South Carolina's largest school district said it'd reprimand about 530 students for cutting class . More than 200 students in Allentown, Pennsylvania, will serve Saturday detentions . And in Georgia's Cobb County, students were told they could face up to five days' suspension.
"Obviously those that walked, accepted that. Those that didn't, could not accept those consequences," said Rich Pellegrino with the Cobb County branch of the Southern Christian Leadership Conference (SCLC).
The group said it's standing by with legal resources to help students who feel they were punished unfairly.
Amariah says she was initially suspended for three days. The school district then downgraded it to three days' detention. Then it canceled it altogether.
"Out of respect to the Governor's wishes, the administration has made the decision to absolve the students of the determined disciplinary action, and as such they will not be required to attend extended detention," said school Principal Clinton Grant on Thursday afternoon.
In Kansas City, student Riley Peak and his fellow students were given a choice.
The staff at Park Hill High told them they could either attend a half-hour detention after school next week or have a disciplinary meeting after spring break. Riley chose the latter, he said.

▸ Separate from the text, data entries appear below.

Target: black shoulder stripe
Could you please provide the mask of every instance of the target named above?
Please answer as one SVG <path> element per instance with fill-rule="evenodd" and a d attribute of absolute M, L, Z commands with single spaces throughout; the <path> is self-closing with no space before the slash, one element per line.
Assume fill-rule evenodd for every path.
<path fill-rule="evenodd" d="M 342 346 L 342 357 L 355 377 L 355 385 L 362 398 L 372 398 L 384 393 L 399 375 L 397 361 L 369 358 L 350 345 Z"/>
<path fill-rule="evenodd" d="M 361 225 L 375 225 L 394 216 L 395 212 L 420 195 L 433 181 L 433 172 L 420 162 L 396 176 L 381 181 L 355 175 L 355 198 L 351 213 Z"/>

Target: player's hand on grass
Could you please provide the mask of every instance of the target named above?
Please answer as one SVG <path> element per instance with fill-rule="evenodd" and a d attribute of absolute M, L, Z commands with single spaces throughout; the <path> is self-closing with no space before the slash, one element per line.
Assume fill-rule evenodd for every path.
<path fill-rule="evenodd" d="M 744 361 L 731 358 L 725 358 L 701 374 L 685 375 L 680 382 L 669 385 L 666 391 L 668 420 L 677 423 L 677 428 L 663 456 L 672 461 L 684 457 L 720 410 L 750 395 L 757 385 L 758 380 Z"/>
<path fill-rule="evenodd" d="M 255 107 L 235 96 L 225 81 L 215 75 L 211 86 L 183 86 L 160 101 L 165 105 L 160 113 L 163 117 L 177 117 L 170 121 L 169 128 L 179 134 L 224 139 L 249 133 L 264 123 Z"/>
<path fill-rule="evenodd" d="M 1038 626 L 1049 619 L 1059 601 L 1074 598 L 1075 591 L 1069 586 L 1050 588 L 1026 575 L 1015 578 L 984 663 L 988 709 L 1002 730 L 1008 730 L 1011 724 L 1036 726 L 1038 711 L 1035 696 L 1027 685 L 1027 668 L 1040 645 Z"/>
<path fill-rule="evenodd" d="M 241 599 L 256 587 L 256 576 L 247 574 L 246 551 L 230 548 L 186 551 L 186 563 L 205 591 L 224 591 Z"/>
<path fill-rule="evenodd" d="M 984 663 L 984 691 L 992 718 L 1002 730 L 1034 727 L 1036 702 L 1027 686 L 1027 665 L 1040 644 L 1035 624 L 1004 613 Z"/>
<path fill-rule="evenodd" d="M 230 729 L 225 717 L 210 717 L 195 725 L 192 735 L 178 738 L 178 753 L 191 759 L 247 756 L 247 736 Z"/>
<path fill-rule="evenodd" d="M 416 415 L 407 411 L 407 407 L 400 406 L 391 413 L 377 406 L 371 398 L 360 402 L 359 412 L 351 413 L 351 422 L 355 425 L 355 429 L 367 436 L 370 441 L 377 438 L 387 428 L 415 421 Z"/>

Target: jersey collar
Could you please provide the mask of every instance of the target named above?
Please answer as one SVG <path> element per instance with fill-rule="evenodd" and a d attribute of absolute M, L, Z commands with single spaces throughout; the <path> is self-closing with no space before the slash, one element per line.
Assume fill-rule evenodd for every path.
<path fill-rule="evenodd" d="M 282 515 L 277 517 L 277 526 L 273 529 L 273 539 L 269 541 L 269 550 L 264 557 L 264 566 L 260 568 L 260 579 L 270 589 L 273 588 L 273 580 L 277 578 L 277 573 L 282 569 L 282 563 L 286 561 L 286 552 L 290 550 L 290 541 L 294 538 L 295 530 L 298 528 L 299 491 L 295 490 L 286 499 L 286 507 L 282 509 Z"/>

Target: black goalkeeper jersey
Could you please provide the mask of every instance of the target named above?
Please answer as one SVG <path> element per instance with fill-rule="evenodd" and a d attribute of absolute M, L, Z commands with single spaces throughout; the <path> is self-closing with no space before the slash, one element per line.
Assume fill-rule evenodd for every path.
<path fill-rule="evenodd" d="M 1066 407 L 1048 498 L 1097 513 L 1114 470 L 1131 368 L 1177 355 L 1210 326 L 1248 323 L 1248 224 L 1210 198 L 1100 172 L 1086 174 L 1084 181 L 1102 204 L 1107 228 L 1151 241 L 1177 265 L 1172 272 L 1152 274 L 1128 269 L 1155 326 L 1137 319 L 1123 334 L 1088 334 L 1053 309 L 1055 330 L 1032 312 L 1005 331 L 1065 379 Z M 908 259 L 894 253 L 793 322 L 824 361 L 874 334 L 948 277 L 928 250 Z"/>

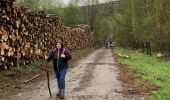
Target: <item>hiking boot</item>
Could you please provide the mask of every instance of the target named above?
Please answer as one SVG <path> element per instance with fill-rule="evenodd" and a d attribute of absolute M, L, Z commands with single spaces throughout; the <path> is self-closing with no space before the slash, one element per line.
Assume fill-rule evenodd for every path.
<path fill-rule="evenodd" d="M 61 90 L 58 90 L 56 97 L 60 97 L 61 96 Z"/>
<path fill-rule="evenodd" d="M 60 95 L 61 99 L 64 99 L 64 89 L 61 90 L 61 95 Z"/>

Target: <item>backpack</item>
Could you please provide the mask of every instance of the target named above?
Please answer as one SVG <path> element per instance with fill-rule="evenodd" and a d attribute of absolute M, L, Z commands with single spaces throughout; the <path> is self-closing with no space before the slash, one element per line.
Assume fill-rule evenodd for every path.
<path fill-rule="evenodd" d="M 53 48 L 52 49 L 52 54 L 54 55 L 54 52 L 55 52 L 56 48 Z M 65 48 L 62 49 L 62 53 L 61 54 L 64 54 L 65 52 Z M 53 56 L 53 60 L 54 60 L 54 56 Z"/>

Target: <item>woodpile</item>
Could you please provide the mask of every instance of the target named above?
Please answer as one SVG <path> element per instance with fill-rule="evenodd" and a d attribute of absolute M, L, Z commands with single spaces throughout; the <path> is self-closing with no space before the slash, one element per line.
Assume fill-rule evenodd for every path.
<path fill-rule="evenodd" d="M 69 49 L 89 47 L 94 41 L 88 25 L 69 28 L 55 15 L 0 2 L 0 69 L 44 58 L 58 37 Z"/>
<path fill-rule="evenodd" d="M 94 36 L 88 25 L 79 25 L 75 28 L 65 27 L 64 32 L 59 34 L 65 40 L 69 49 L 92 47 Z"/>

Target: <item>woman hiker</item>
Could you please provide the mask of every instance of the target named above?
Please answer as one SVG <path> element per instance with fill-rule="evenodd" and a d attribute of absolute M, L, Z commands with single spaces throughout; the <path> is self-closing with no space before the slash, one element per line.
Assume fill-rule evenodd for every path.
<path fill-rule="evenodd" d="M 56 74 L 58 86 L 57 97 L 60 97 L 61 99 L 64 99 L 65 76 L 68 69 L 68 61 L 70 59 L 71 55 L 69 51 L 63 47 L 63 41 L 58 40 L 55 48 L 49 52 L 47 62 L 53 60 L 53 69 Z"/>

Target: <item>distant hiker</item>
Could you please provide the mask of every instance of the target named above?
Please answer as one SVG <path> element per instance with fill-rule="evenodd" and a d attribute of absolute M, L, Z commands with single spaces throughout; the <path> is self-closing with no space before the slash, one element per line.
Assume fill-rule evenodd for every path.
<path fill-rule="evenodd" d="M 70 59 L 71 55 L 69 51 L 63 47 L 63 41 L 57 40 L 55 48 L 49 52 L 47 62 L 53 60 L 53 68 L 58 86 L 57 97 L 60 97 L 61 99 L 64 99 L 65 76 L 68 70 L 68 61 Z"/>
<path fill-rule="evenodd" d="M 104 42 L 105 48 L 107 48 L 107 43 L 108 43 L 108 41 L 105 40 L 105 42 Z"/>
<path fill-rule="evenodd" d="M 114 42 L 112 42 L 112 41 L 111 41 L 111 43 L 110 43 L 110 47 L 113 49 L 113 48 L 114 48 L 114 46 L 115 46 Z"/>
<path fill-rule="evenodd" d="M 111 47 L 111 40 L 105 40 L 105 48 Z"/>
<path fill-rule="evenodd" d="M 113 49 L 113 42 L 110 41 L 110 48 Z"/>

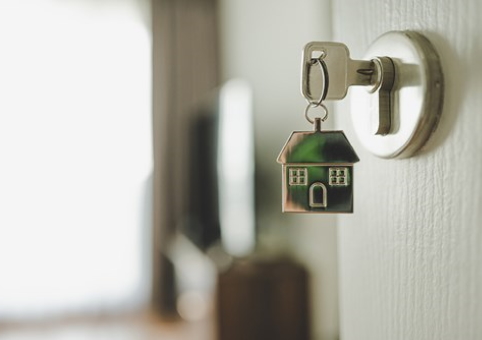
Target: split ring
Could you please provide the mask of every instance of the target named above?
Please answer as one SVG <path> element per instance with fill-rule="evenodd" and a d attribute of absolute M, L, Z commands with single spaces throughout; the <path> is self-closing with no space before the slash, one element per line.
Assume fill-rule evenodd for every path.
<path fill-rule="evenodd" d="M 328 77 L 328 68 L 326 66 L 325 61 L 323 58 L 325 54 L 322 54 L 319 58 L 312 58 L 309 62 L 303 67 L 303 75 L 301 81 L 301 93 L 306 98 L 308 103 L 312 105 L 320 105 L 326 98 L 328 94 L 328 86 L 329 86 L 329 77 Z M 310 89 L 310 68 L 312 66 L 319 65 L 321 71 L 321 78 L 322 78 L 322 86 L 321 86 L 321 93 L 318 100 L 314 100 L 311 97 L 311 89 Z"/>
<path fill-rule="evenodd" d="M 313 124 L 315 121 L 313 119 L 310 118 L 310 116 L 308 115 L 308 112 L 310 111 L 310 109 L 312 108 L 316 108 L 316 107 L 321 107 L 323 109 L 323 111 L 325 112 L 325 115 L 321 118 L 321 121 L 324 122 L 327 118 L 328 118 L 328 109 L 326 108 L 326 106 L 324 104 L 321 104 L 321 103 L 309 103 L 307 106 L 306 106 L 306 109 L 305 109 L 305 118 L 307 121 L 309 121 L 311 124 Z"/>

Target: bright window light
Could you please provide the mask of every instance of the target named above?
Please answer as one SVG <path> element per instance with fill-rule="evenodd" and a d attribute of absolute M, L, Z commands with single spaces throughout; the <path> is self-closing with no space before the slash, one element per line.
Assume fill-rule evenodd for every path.
<path fill-rule="evenodd" d="M 0 320 L 147 298 L 146 6 L 0 2 Z"/>
<path fill-rule="evenodd" d="M 255 246 L 252 92 L 240 79 L 227 82 L 219 99 L 219 208 L 222 242 L 231 255 Z"/>

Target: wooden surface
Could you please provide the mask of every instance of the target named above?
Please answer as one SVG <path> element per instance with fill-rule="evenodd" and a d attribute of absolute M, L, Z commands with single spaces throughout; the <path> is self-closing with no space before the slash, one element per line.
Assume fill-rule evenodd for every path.
<path fill-rule="evenodd" d="M 355 214 L 339 219 L 343 340 L 482 339 L 482 2 L 334 1 L 335 39 L 362 58 L 390 30 L 439 51 L 442 121 L 421 155 L 380 160 L 359 144 Z"/>
<path fill-rule="evenodd" d="M 219 340 L 309 340 L 308 281 L 286 259 L 236 262 L 218 277 Z"/>
<path fill-rule="evenodd" d="M 166 321 L 142 314 L 59 322 L 0 325 L 0 340 L 213 340 L 212 319 Z"/>

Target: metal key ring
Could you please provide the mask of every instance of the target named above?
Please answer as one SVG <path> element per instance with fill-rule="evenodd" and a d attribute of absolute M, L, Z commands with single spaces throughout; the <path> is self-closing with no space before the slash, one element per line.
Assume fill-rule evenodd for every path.
<path fill-rule="evenodd" d="M 326 54 L 322 54 L 319 58 L 310 59 L 310 62 L 306 62 L 305 67 L 303 69 L 301 93 L 306 98 L 309 104 L 320 105 L 325 100 L 326 95 L 328 94 L 328 85 L 329 85 L 328 68 L 325 64 L 325 61 L 323 60 L 325 55 Z M 317 101 L 311 99 L 310 97 L 311 91 L 309 89 L 309 83 L 310 83 L 309 69 L 311 66 L 315 64 L 318 64 L 320 66 L 321 75 L 323 77 L 323 86 L 321 88 L 320 98 Z"/>
<path fill-rule="evenodd" d="M 324 122 L 327 118 L 328 118 L 328 109 L 326 108 L 326 106 L 324 104 L 321 104 L 321 103 L 309 103 L 307 106 L 306 106 L 306 109 L 305 109 L 305 118 L 307 121 L 309 121 L 311 124 L 313 124 L 315 121 L 313 119 L 310 118 L 310 116 L 308 115 L 308 111 L 310 111 L 311 108 L 315 108 L 315 107 L 321 107 L 323 109 L 323 111 L 325 111 L 325 115 L 321 118 L 321 121 Z"/>

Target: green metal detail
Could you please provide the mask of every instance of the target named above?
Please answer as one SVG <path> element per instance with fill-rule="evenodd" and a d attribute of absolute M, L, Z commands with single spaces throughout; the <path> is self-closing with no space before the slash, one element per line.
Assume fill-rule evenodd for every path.
<path fill-rule="evenodd" d="M 355 150 L 343 131 L 297 131 L 288 138 L 278 163 L 356 163 Z"/>

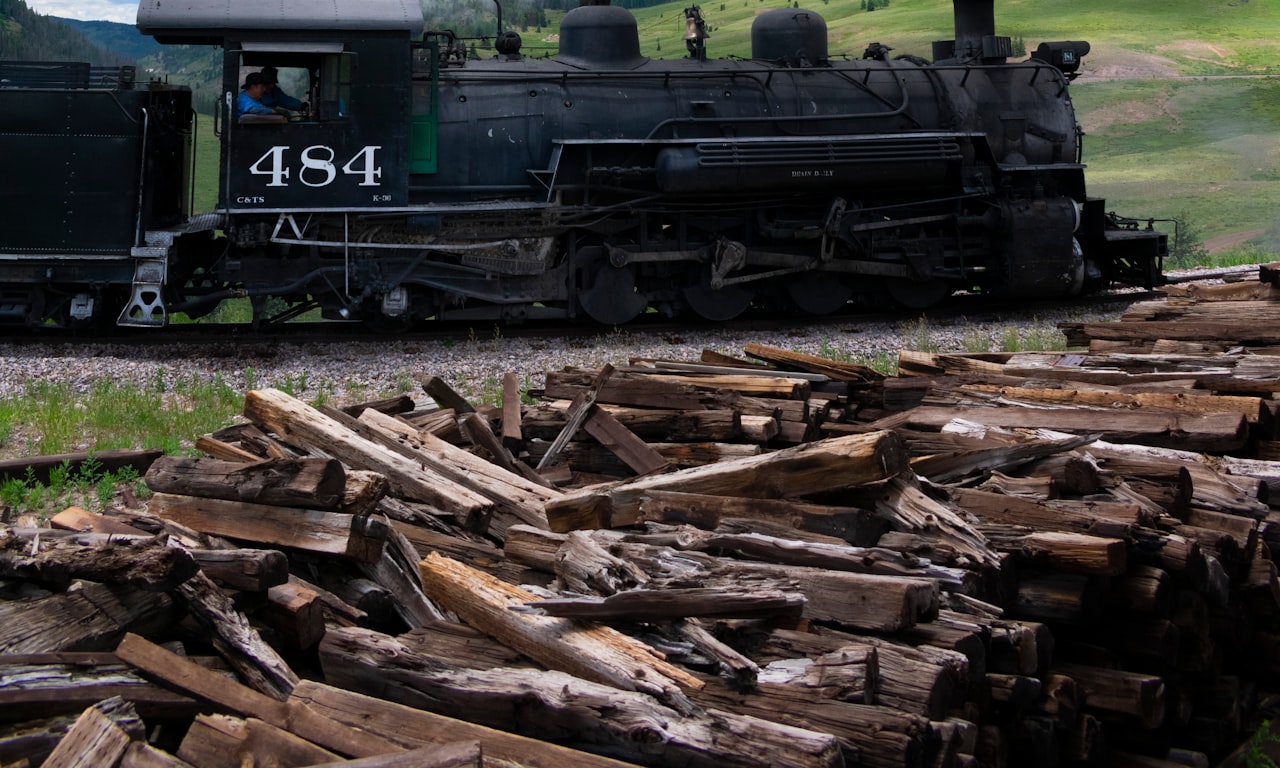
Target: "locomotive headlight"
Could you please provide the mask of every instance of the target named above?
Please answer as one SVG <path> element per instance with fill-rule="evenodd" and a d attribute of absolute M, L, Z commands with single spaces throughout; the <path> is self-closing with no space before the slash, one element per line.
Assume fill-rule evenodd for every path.
<path fill-rule="evenodd" d="M 1075 211 L 1075 214 L 1076 214 L 1076 221 L 1074 224 L 1071 225 L 1071 231 L 1079 232 L 1080 220 L 1084 218 L 1084 206 L 1081 203 L 1076 203 L 1075 205 L 1071 206 L 1071 210 Z"/>
<path fill-rule="evenodd" d="M 1083 40 L 1063 40 L 1056 43 L 1041 43 L 1031 58 L 1053 66 L 1070 80 L 1080 69 L 1080 60 L 1089 52 L 1089 44 Z"/>

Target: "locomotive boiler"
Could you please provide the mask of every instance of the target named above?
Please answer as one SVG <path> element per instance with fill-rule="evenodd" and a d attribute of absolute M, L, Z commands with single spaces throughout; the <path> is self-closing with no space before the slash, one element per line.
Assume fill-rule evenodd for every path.
<path fill-rule="evenodd" d="M 954 39 L 929 62 L 879 43 L 832 55 L 822 17 L 790 7 L 757 16 L 749 59 L 708 57 L 690 8 L 688 56 L 652 60 L 632 14 L 609 5 L 570 11 L 558 54 L 536 58 L 511 32 L 477 57 L 424 30 L 416 0 L 335 0 L 290 18 L 256 0 L 142 0 L 142 32 L 221 47 L 217 208 L 175 215 L 189 116 L 140 116 L 114 91 L 135 126 L 121 162 L 139 169 L 115 183 L 141 193 L 101 216 L 134 227 L 89 254 L 49 226 L 50 211 L 83 209 L 76 182 L 0 180 L 6 198 L 47 209 L 0 234 L 13 298 L 0 319 L 160 326 L 248 297 L 262 322 L 319 308 L 388 330 L 615 325 L 1157 283 L 1165 235 L 1086 190 L 1068 82 L 1088 44 L 1013 61 L 993 0 L 954 5 Z M 305 114 L 236 114 L 240 86 L 266 66 Z M 29 133 L 3 109 L 20 89 L 0 87 L 5 154 Z M 49 124 L 91 91 L 49 96 Z M 118 119 L 109 112 L 95 114 Z M 112 268 L 63 268 L 91 259 Z"/>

"I chose to do the disciplinary meeting because they have a lot of students that participated in the walkout," he told CNN affiliate WDAF . "I figured if they want to track me down to punish me for expressing my First Amendment right, then they have the right to do so." And he's right.
Little legal recourse
As long as the consequences don't exceed what would be typical for an infraction equivalent to cutting class, schools can discipline students, says the ACLU.
Josh Bell, an ACLU spokesman, said the organization is in the process of vetting reports from students on whether anyone has been handed an excessive punishment.
In Riley's case, it wasn't, his school says.
Jeanette Cowherd, the superintendent of the Park Hill school district, told CNN that students were receiving what would amount to a verbal warning, a punishment in line with those outlined in the district's student-parent handbook.
Protesting in their place
Another school district that made the news for taking a strict stance was Georgia's Cobb County. The metro Atlanta school district told its students they would be "subject to consequences" for walking out.
So, on Wednesday, a lot of parents protested in their place .
They held signs reading "Student Will Change Congress" and "Children Over Guns."
Pellegrino of the Cobb County SCLC branch said the group would write letters of recommendations to colleges on behalf of the students who participated.
But for students whose punishment is reasonable and allowed within their school district, "there's nothing legally that they can do about it."
Doing it again
Students like Amariah recognize that.
Asked if she would walk out again knowing she'd be hit with detention, she told CNN, "Without a doubt."
"This is something that means more to me than punishment."